Bark Cockroach

Photo(s): 

Bark Cockroach

Laxta sp.


Nocturnal. A communal insect that lives in small colonies using scent to communicate with each other. Many cockroaches lay their eggs protected in a tough, leathery capsule while some give birth to live young. The nymphs resemble their parents and moult up to 12 times before reaching adult size. 


Details Description
Type
Invertebrate
Group
Insect - Cockroach
Identifying Characteristics

Body oval shaped, dark brown or grey brown, up to 3 cm in length. Males have wings and a pale edge to their thorax. Females are wingless and have a broader body. Sometimes called trilobite roaches because of their trilobite-like appearance.

Distinctive Markings

Dark, oval shaped, very flat body.

Diet

Herbivore. Eats wood fibres. Adult cockroaches are eaten by other invertebrates (especially spiders), birds, lizards, frogs and mammals. They are also parasitised by round worms and wasps.

Habitat

Lives under bark or under rotting logs in forests, woodlands and heathland.

Native Status
Native to Australia
Taxonomy
Phylum
Arthropoda
Class
Insecta
Order
Blattodea
Family
Blaberidae
Genus
Laxta
Species
sp.
Found throughout Australia, including throughout Victoria.

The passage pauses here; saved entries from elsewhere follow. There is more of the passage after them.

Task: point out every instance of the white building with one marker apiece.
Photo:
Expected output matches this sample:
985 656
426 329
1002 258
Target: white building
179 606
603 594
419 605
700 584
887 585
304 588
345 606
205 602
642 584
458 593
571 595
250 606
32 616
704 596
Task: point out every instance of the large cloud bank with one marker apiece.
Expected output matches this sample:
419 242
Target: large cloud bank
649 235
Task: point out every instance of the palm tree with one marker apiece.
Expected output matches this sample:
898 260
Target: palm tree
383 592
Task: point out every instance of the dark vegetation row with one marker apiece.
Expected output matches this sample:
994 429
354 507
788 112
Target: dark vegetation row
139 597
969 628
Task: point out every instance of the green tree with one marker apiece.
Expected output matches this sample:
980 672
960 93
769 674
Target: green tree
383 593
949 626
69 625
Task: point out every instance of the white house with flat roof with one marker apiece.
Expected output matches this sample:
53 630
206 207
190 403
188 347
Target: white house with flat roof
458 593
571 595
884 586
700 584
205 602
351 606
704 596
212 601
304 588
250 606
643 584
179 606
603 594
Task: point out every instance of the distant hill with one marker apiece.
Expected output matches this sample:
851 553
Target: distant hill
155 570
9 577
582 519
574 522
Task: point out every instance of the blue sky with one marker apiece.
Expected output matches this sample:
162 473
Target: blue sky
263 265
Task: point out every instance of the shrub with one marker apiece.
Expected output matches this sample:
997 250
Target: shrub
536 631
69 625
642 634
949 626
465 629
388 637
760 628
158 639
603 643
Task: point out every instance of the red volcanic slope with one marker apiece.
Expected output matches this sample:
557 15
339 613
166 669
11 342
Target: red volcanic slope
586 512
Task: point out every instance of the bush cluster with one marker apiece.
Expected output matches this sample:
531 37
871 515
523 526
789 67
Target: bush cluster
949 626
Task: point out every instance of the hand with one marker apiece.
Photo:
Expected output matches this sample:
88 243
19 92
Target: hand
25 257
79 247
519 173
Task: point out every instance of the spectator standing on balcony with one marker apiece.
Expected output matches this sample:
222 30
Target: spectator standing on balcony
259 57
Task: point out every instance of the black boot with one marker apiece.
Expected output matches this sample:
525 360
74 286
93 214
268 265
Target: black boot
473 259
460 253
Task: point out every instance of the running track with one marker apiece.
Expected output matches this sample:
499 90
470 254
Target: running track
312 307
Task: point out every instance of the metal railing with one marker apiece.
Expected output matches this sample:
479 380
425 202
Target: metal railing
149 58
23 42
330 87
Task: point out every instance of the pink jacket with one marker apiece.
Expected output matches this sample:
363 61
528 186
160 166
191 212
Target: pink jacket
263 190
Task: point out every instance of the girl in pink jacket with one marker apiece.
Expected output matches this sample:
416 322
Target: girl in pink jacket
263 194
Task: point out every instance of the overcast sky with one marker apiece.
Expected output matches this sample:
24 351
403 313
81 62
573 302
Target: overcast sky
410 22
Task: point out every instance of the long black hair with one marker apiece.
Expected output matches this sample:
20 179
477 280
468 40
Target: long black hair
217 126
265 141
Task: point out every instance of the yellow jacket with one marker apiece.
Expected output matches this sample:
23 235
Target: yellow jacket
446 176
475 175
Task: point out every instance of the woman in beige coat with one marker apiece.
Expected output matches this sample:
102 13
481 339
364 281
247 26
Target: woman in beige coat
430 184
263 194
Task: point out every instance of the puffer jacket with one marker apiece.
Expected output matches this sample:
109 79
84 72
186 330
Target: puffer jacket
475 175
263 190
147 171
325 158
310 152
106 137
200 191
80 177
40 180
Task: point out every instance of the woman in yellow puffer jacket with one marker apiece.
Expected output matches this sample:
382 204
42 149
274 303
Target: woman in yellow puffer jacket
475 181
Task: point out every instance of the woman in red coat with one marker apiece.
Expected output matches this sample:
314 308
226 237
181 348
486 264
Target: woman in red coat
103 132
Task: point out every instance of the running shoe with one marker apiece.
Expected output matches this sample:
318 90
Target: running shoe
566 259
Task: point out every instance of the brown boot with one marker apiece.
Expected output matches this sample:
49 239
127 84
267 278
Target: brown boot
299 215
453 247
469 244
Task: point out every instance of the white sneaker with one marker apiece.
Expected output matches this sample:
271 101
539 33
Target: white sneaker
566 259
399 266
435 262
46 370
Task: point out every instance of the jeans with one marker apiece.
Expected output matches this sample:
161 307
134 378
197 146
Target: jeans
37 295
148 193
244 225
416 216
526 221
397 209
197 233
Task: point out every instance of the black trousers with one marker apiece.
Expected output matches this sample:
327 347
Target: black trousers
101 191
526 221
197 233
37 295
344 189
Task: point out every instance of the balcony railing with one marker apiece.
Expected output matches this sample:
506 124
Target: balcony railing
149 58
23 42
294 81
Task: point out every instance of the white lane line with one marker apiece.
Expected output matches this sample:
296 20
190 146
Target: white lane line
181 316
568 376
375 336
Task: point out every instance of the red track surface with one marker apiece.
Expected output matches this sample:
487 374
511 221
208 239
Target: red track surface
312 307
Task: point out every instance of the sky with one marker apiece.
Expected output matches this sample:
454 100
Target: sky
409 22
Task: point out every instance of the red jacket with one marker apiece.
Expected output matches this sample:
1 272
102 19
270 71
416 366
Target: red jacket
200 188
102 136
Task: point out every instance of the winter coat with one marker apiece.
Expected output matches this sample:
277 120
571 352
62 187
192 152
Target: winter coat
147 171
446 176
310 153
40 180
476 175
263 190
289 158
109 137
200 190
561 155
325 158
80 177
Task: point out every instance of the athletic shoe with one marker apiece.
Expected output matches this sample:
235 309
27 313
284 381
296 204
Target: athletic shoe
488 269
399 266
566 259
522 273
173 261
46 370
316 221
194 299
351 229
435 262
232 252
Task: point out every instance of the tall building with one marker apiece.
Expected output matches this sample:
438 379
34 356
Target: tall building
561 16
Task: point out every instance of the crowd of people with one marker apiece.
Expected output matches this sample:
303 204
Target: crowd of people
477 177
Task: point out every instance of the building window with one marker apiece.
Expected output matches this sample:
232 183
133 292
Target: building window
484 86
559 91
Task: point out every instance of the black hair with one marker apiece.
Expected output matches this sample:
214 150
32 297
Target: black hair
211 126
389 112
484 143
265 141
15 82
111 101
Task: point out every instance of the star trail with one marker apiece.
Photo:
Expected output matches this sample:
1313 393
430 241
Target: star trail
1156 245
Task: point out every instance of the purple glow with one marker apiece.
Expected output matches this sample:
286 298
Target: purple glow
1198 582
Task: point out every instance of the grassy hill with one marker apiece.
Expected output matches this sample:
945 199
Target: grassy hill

Distribution maps indicate current and historic locations where species have been sighted.

Source: Atlas of Living Australia

Conservation Status
DEPI Advisory List
Not listed
FFG Act
Not listed
EPBC Act
Not listed

The conservation status of species is listed within Victoria and Australia.

The Department of Environment and Primary Industry (DEPI) Advisory List consists of non-statutory advisory lists of rare or threatened flora and fauna within Victoria.

The Flora and Fauna Guarantee Act 1988 (FFG Act) lists threatened species in Victoria. Under the Act, an Action Statement is produced for each listed species.

The Environment Protection and Biodiversity Conservation Act 1999 (EPBC Act) is the Australian Government’s key piece of environmental legislation, listing nationally threatened native species and ecological communities.